Well done to James to research and provide the information. If all people had
considered it "not tickable" and considered that was an important criterion for
keeping records until a certain period of time (or generations), then if
adhered to, presumably there will be no records of it until after that time.
Thus we probably would not have a start date from which to measure. This would
be from "tickers" deciding not to keep records due to some weird logic of "non
tickability". Logically that could infinitely extend a non-decision. The
information James sent has indicated that fortunately not everyone goes by such
arbitrary thoughts. I go by: if something is there it is there, if not it is
not and records should reflect that. If something is introduced to a place and
does not survive long term then it was still there. Nonsense about "not
tickable" removes information.

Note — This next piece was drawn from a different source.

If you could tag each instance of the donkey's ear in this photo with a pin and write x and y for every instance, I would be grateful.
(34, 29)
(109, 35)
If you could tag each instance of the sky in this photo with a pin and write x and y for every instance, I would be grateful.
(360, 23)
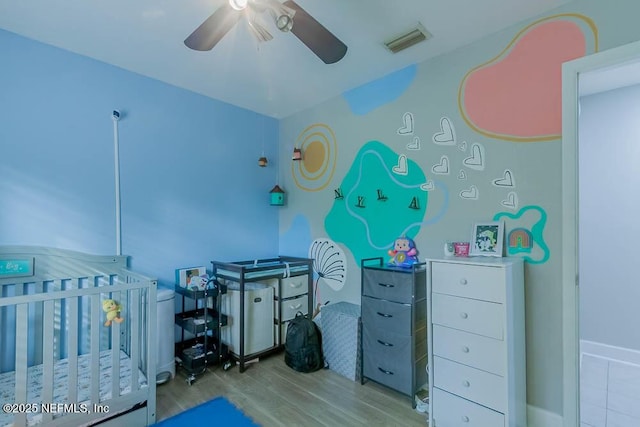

Beyond that, I wonder are Indian Peafowl any
more interesting on French Island than anywhere else, to want to go there for
them, compared to other reasons to go there or other easier places to see them
and why care what "tickable" rules anyone else uses. If the species has
ecological impacts, surely that is the aspect of far greater importance than
whether its existence goes on personal tick lists.
Philip
-----Original Message-----
From: Birding-Aus On Behalf Of
John Tongue
Sent: Saturday, 20 September 2014 8:56 AM
To: Dave Torr
Cc:
Subject: Re: [Birding-Aus] French Island Report – Indian Peafowl
I can't recall what the figures are, now, but I'm sure I've heard it as "So
many years, OR so many generations"
Either way, come to Tassie. We've got tick-able Peafowl…. ;)
Cheers,
John Tongue
Devonport, Tas.
On 20/09/2014, at 8:16 AM, Dave Torr <> wrote:
> Interesting report James. I have seen a "10 year period" mentioned
> before when considering whether or not birds are "tickable" and I
> wonder what the basis for this is - for some small birds this could
> represent 10 generations I guess, whereas for an Ostrich it might be
> barely 3 generations. I would personally have thought that 3
> generations is a reasonable proof of being wild, but this means the
> criteria would change according to species?
>
> <>
>
>>
>> Fueled by that piece of information I shot off a couple of emails to
>> other Victorian birders who shared the common belief that it is
>> actually quite probable, but further proof of the ten year wild
>> status and self-sustainment policy was required.